The Zwymble shares were originally in Mr Zhou’s name but in August 2017, three weeks before the council election, ASIC was told the shares had been transferred to his mother’s company four months earlier.
But the $4 million stake still had to be declared under disclosure laws, which extend to family members including parents.
The Zwymble shares were transferred from Mr Zhou’s mother to a business associate, Chris Wang, in December 2017.
“It was just a change of mind,” Mr Zhou told the Financial Review in a telephone interview last month. “It was supposed to be an investment company but I was too busy to do it.”
Since 2017, Mr Zhou’s mother has taken stakes in at least 10 companies linked to her son, but in the phone interview he described an ongoing decision-making role with several of these companies.
“I have to support myself, you know,” he said.
Along with failing to declare his directorships and property interests, Mr Zhou is under scrutiny from the collapse of his Australian Gold Exchange, which called in a liquidator in May 2017 owing $2.7 million to the Tax Office.
The ATO later replaced the liquidator with Vaughan Strawbridge of Deloitte, who noted $28 million in cash withdrawals from the company’s bank accounts over nearly three years were recorded as petty cash to pay suppliers and other creditors.

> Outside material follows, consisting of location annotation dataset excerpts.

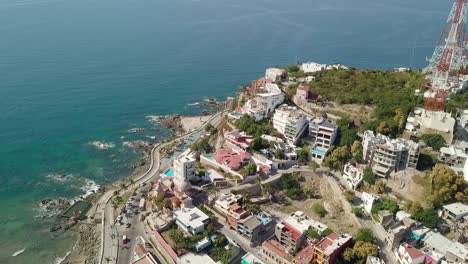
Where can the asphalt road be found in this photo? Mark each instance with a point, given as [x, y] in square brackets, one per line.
[113, 248]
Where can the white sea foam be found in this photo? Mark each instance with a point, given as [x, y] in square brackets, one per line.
[135, 130]
[90, 187]
[102, 145]
[59, 177]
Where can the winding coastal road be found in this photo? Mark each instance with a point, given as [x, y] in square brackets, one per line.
[110, 239]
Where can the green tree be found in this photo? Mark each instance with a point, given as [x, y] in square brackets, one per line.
[365, 235]
[386, 204]
[447, 186]
[258, 144]
[279, 154]
[349, 195]
[360, 252]
[178, 237]
[202, 146]
[368, 176]
[250, 169]
[319, 210]
[435, 141]
[337, 158]
[380, 186]
[358, 211]
[313, 165]
[356, 151]
[289, 182]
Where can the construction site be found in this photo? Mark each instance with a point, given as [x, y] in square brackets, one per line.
[450, 55]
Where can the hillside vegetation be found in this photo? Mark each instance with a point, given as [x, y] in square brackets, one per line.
[392, 93]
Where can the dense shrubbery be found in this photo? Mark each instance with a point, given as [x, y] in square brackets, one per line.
[386, 204]
[447, 186]
[391, 92]
[256, 129]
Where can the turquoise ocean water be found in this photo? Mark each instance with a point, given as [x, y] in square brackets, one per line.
[76, 71]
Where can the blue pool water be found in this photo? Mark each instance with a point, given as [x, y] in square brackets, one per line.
[169, 172]
[318, 151]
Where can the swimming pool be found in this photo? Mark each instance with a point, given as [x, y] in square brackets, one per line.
[319, 151]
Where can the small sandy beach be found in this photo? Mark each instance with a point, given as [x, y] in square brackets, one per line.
[190, 123]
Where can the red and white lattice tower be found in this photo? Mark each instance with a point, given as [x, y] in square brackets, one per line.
[450, 53]
[436, 101]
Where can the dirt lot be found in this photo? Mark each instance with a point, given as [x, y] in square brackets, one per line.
[358, 113]
[410, 185]
[339, 218]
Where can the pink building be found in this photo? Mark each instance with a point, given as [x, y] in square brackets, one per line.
[233, 160]
[330, 248]
[238, 140]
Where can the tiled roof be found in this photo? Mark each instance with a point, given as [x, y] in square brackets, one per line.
[294, 233]
[413, 252]
[276, 248]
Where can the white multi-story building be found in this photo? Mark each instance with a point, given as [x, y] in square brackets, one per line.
[422, 121]
[192, 220]
[301, 222]
[323, 134]
[386, 155]
[264, 102]
[185, 169]
[275, 74]
[353, 175]
[291, 122]
[456, 157]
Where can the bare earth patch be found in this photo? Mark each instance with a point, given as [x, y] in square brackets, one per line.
[338, 218]
[411, 185]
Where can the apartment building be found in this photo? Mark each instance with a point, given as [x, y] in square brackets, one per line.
[238, 140]
[235, 214]
[323, 133]
[421, 121]
[191, 220]
[264, 102]
[456, 157]
[407, 254]
[250, 228]
[185, 168]
[275, 74]
[386, 155]
[291, 232]
[291, 122]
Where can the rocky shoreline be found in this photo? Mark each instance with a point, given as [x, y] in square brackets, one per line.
[86, 250]
[87, 247]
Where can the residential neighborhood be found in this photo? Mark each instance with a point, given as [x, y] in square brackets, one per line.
[265, 185]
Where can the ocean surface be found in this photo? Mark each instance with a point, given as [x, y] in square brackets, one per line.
[72, 72]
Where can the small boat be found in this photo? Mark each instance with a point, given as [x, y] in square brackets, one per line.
[19, 252]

Mr Strawbridge said he was investigating possible recovery actions for “unfair preference payments, insolvent trading, uncommercial transactions and … unreasonable director-related transactions”.
After his election win in September 2017, Mr Zhou told The Sydney Morning Herald, “I’m no longer in the gold industry business”.
“When I decided to run for council, I decided to commit my time to my local work.”
This wasn’t entirely accurate. In June 2017 he had set up a new bullion trading company, ACX Gold. His mother owned 70 per cent, with the rest held by his long-time employee Leigh Prosser, who herself ran unsuccessfully for council on Mr Zhou’s ticket.
Mr Zhou didn’t disclose stakes his mother held in other gold companies including AGSX, Zhou Py Ltd, the former Zhou Group, the former AGSX Investables and Gold Barossa.
“I don’t manage or operate any of those businesses [but] I am keeping an open door to business opportunity,” Mr Zhou said.
The newest gold trading company is 1100 Degrees, which Ms Prosser set up in April 2018 with Chris Wang and Mr Zhou’s mother.
“I was with her in another company, and there was some stock left over,” said Mr Zhou. “It was a very kind offer from her to allocate some shares from her company.”